Democracy’s guardrails are not only in courts or elections but in the everyday boundaries of what we refuse to accept. Once those boundaries weaken, recovery is far harder than many imagine. Drift advances in the silence of colleagues, the indulgence of institutions, and the rituals that dress cruelty as loyalty. Until, finally, what once seemed impossible feels ordinary.
Suggested Readings
Arendt, Hannah. The Origins of Totalitarianism. New York: Harcourt, 1951.
Ben-Ghiat, Ruth. Strongmen: Mussolini to the Present. New York: W.W. Norton & Company, 2020.
Fromm, Erich. Escape from Freedom. New York: Farrar & Rinehart, 1941.
Klemperer, Victor. The Language of the Third Reich: LTI – Lingua Tertii Imperii. Translated by Martin Brady. London: Continuum, 2006.
Paxton, Robert O. The Anatomy of Fascism. New York: Alfred A. Knopf, 2004.
Snyder, Timothy. On Tyranny: Twenty Lessons from the Twentieth Century. New York: Tim Duggan Books, 2017.
Stanley, Jason. How Fascism Works: The Politics of Us and Them. New York: Random House, 2018.
Wolf, Eric R. Envisioning Power: Ideologies of Dominance and Crisis. Berkeley: University of California Press, 1999.

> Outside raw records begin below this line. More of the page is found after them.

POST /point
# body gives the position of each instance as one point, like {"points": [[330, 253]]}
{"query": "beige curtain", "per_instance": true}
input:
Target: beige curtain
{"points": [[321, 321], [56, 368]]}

One remedy is a moral outrage meme that reaches breakthrough pitch, like in the Congressional hearing that toppled Joe McCarthy in the 1950's Red Scare ("Have you no shame . . . ?"). AOC's rhetoric is a good example of moral outrage, but her signal is drowned in the noise of many voices.
Another remedy is the slow and steady resistance of the three branches of government, plus media and people power. The challenge is velocity. Can outrage and resistance keep pace with the drift, propelled by its power levers flooding the zone?
It may come down to pocketbook issues. When the regime's policies ultimately fail, survival themes will float to the top.
Clear and concise warnings...Thank you again James B. Greenberg. Put this on a billboard!